4. Sampling and Reconstruction Process: During the inference stage, the model performs reverse diffusion sampling in the latent space (with TDEG guidance) to obtain an optimized sequence-structure joint latent state. A decoder then reconstructs these latent variables into a protein-peptide complex structure containing full atomic coordinates. This approach ensures that PepFGLD not only generates high-affinity peptide sequences but also provides physically consistent and geometrically accurate 3D binding poses.
Experimental Success: More Precise and Stable Drug Candidates
Testing on authoritative benchmarks such as PepBench and PepBDB has demonstrated the significant advantages of PepFGLD:
- Significant Performance Boost: PepFGLD significantly outperforms existing leading models such as HSRN, dyMEAN, and PepGLAD in metrics including binding energy (), success rate, diversity, and consistency.

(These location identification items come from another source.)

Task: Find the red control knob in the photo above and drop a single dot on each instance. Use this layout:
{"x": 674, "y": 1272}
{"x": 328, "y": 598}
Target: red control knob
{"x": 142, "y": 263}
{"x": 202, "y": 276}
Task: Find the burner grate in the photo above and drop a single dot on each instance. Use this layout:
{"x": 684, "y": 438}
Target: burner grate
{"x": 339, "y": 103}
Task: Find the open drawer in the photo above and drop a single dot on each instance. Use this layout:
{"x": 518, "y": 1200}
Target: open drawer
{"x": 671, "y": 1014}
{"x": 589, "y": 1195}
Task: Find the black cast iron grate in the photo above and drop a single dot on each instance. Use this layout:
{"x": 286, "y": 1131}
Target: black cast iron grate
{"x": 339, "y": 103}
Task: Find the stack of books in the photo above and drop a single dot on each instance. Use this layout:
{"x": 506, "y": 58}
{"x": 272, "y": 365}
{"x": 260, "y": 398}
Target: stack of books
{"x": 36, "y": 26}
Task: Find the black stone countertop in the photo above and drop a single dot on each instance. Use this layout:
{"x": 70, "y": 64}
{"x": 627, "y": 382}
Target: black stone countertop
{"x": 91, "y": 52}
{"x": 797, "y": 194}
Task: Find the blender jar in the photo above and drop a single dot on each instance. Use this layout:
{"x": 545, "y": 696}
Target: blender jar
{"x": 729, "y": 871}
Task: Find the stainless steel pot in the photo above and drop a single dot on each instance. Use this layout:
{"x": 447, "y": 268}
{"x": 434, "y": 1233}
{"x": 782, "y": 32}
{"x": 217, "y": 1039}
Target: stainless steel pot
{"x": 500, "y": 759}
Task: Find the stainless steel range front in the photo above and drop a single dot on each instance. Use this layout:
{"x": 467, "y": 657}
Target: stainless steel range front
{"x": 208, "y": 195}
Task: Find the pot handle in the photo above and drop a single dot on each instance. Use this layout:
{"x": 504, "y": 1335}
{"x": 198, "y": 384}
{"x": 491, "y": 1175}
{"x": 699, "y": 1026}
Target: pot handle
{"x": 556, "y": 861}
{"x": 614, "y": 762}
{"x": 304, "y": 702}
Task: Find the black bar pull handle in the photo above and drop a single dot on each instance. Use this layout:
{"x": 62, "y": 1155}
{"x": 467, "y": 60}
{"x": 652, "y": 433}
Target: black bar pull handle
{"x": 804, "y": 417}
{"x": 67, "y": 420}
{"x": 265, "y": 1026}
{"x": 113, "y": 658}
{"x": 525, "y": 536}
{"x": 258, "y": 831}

- Higher Physical Feasibility: Experiments prove that PepFGLD-generated peptide conformations are closer to the reference energy landscape and exhibit stronger adaptability and accuracy when handling high-flexibility regions (such as coil regions).
- Geometric Coherence: Case studies show that PepFGLD can generate continuous and stable molecular backbone trajectories, avoiding common issues such as structural fragmentation or atomic overlap found in traditional methods.
By introducing flexibility-aware mechanisms and physical energy guidance, the PepFGLD model shifts peptide drug design from "trial and error" toward AI-driven precision prediction. Its exceptional performance in handling dynamic interfaces and full-atom details makes it an ideal digital engine for the development of next-generation, high-specificity peptide therapies.
This technology not only improves the efficiency of designing high-quality, drug-like peptide molecules but also brings a new digital paradigm and hope for future treatments in high-risk areas such as cancer and immunological diseases.